Early bird registrations close on December 7, 2012 and spaces at this opinion leader conference are strictly limited.

ISAP symposium

International Society for Anti-Infective Pharmacology (ISAP)

This year’s ISAP post ICAAC Symposium will take place on Wednesday, September 12th, 2-6 pm.

Location: San Francisco, Fort Mason Center, Marina Blvd & Buchanan St, Golden Gate Room

As in previous years, the symposium has two segments:

1. Main topic: Jason Roberts: Translational aspects of PK/PD tools for personalized dosing in the ICU. The presentation is followed by some prepared comments regarding online PK/PD tools to support dosing decisions as well as a lively discussion.

2. Forum for Young Investigators: Brief presentations on PK/PD topics related to old and new anti-infectives.
Young Investigators – this is an unique opportunity for insightful and motivating feedback regarding your research!

During the ICAAC, ISAP organizes four workshops as well as several symposia dedicated to PK/PD.

Anti-Infectives: Special issue in Current Opinion in Pharmacology

The special issue on anti-infectives in Current Opinion in Pharmacology has been recently published. Together with my colleague J. Mouton I developed the concept of this issue that focuses on the global resistance problem and includes important aspects of resistance, from R&D of  novel antibiotics to improved usage of existing antibacterial as well as antifungal drugs to minimize the emergence of resistance.

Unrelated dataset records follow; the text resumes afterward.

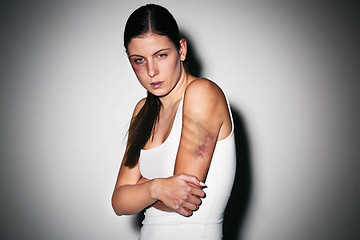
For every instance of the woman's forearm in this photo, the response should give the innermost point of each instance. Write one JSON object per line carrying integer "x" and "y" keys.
{"x": 131, "y": 199}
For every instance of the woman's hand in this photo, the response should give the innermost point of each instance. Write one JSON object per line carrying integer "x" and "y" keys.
{"x": 180, "y": 193}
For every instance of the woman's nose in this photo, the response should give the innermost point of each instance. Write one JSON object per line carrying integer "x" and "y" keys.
{"x": 152, "y": 69}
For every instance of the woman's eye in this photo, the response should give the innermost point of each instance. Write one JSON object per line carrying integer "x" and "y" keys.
{"x": 138, "y": 60}
{"x": 162, "y": 55}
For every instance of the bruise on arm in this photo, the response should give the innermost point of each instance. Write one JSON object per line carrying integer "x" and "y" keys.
{"x": 196, "y": 147}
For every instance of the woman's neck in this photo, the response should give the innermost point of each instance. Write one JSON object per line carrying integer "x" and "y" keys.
{"x": 177, "y": 93}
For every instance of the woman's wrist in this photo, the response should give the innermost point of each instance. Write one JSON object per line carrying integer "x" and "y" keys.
{"x": 154, "y": 186}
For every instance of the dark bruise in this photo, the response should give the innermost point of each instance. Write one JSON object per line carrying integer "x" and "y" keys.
{"x": 205, "y": 149}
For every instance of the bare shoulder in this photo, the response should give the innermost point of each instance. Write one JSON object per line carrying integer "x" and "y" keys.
{"x": 204, "y": 92}
{"x": 204, "y": 86}
{"x": 206, "y": 104}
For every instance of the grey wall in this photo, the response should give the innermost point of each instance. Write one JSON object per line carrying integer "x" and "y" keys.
{"x": 67, "y": 93}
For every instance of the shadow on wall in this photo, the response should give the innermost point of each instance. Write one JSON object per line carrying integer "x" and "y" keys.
{"x": 235, "y": 211}
{"x": 238, "y": 202}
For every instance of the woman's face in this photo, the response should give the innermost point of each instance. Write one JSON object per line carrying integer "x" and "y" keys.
{"x": 156, "y": 63}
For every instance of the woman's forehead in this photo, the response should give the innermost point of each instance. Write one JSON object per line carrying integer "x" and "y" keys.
{"x": 149, "y": 44}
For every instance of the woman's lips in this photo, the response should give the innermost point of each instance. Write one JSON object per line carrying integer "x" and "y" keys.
{"x": 156, "y": 85}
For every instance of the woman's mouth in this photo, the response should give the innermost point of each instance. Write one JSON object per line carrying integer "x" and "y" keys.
{"x": 156, "y": 85}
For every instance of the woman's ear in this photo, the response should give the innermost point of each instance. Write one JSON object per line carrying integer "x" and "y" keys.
{"x": 183, "y": 49}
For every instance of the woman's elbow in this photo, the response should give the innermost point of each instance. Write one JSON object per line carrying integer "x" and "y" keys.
{"x": 116, "y": 206}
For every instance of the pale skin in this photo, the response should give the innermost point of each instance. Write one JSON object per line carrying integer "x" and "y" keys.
{"x": 206, "y": 120}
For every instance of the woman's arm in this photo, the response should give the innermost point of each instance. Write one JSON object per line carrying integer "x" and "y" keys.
{"x": 206, "y": 119}
{"x": 131, "y": 194}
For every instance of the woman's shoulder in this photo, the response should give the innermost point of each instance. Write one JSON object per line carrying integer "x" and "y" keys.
{"x": 203, "y": 88}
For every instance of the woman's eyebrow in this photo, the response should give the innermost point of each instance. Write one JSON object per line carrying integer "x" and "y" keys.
{"x": 137, "y": 55}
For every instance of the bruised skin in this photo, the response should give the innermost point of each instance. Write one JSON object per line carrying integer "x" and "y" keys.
{"x": 205, "y": 121}
{"x": 205, "y": 149}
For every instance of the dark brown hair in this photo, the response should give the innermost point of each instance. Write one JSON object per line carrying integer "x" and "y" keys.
{"x": 156, "y": 19}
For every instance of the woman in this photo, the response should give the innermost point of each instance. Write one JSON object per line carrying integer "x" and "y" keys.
{"x": 180, "y": 137}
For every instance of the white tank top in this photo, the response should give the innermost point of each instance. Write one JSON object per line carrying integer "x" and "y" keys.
{"x": 159, "y": 162}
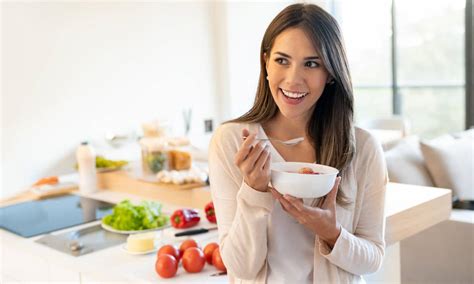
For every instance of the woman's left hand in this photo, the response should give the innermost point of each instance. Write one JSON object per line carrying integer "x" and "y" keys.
{"x": 320, "y": 220}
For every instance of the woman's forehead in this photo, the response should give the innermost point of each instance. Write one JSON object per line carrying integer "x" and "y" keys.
{"x": 294, "y": 42}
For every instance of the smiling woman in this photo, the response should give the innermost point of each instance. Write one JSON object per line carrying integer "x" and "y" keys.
{"x": 305, "y": 91}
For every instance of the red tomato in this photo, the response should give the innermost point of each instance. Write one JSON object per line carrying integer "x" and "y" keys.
{"x": 166, "y": 266}
{"x": 208, "y": 250}
{"x": 193, "y": 260}
{"x": 189, "y": 243}
{"x": 217, "y": 260}
{"x": 171, "y": 250}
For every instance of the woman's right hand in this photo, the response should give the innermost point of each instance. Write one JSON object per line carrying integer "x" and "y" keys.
{"x": 254, "y": 162}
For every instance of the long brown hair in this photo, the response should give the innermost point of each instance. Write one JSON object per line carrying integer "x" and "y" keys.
{"x": 331, "y": 125}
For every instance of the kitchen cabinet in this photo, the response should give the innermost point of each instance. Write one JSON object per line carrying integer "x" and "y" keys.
{"x": 409, "y": 210}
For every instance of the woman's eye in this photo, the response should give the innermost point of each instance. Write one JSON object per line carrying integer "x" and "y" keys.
{"x": 281, "y": 61}
{"x": 312, "y": 64}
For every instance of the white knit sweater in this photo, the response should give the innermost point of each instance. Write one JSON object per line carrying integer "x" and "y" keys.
{"x": 245, "y": 217}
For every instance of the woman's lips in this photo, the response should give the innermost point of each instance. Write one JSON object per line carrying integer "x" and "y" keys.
{"x": 291, "y": 101}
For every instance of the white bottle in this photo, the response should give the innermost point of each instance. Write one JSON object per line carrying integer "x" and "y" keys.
{"x": 85, "y": 156}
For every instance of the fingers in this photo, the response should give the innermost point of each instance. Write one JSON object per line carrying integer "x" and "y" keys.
{"x": 262, "y": 159}
{"x": 245, "y": 147}
{"x": 275, "y": 193}
{"x": 331, "y": 197}
{"x": 245, "y": 132}
{"x": 254, "y": 155}
{"x": 295, "y": 202}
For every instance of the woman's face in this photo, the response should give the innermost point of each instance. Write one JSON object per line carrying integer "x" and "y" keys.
{"x": 296, "y": 74}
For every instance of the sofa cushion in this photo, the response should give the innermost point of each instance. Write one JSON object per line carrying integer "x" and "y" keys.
{"x": 450, "y": 164}
{"x": 405, "y": 163}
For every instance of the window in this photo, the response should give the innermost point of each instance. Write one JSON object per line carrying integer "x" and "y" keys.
{"x": 412, "y": 55}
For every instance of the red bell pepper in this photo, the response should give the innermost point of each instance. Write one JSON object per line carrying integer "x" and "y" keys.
{"x": 210, "y": 213}
{"x": 184, "y": 218}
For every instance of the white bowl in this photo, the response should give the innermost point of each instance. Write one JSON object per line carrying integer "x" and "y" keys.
{"x": 286, "y": 179}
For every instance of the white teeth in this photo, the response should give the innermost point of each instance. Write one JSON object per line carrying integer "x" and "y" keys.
{"x": 293, "y": 95}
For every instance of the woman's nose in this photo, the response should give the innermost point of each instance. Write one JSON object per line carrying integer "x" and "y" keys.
{"x": 294, "y": 75}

Our Editorial Overview concludes:

For decades clinicians have overused antibiotics and thus exploited apparently exhaustible resources. Abuse in livestock, agriculture, aquaculture, consumer industry, as well as persistence of antibacterial drugs in the environment all contribute to high selection pressure on bacteria including, of course, pathogenic ones. Nearly dry antibacterial and antifungal R&D pipelines will fall short of addressing currently untreatable infections caused by MDR bacteria and fungi. That meticulous infection control, consistent stewardship programs, and restrictive usage in all fields can and do work is beyond dispute. To drive antibacterial drug R&D forward and to improve clinical practice, we must effectively use recently gained insights into the mechanisms of emergence, into the spread of resistance and into drug exposure-resistance relationships. We have much to lose if we do not work in concert. All members of society and, most critically, stakeholders including researchers, clinicians, drug developers, health care managers, regulatory agencies, policy makers and, yes, patients must collaborate in sustainably managing our critically limited and invaluably precious cache of antibacterial and antifungal drugs.

Antibacterial Distribution and Drug–Drug Interactions in Cancer Patients

I am always surprised again how variable and unpredictable pharmacokinetic parameters of antibacterial drugs in severely ill cancer patients are.  With approved antibacterial drug dosages the probability of attaining the required drug exposure and PK/PD target is quite low. In other words, the risk for the individual patient to be insufficiently treated is very high. Though strategies for optimized dosage regimens exist the only way of improving results is applying individualized dosing regimens based on therapeutic drug monitoring.

In collaboration with my colleague Markus Zeitlinger (University of Vienna) I reviewed the topic “Antibacterial Distribution and Drug–Drug Interactions in Cancer Patients”. The book chapter of  the renowned text book series Principles and Practice of Cancer Infectious Diseases has just been published.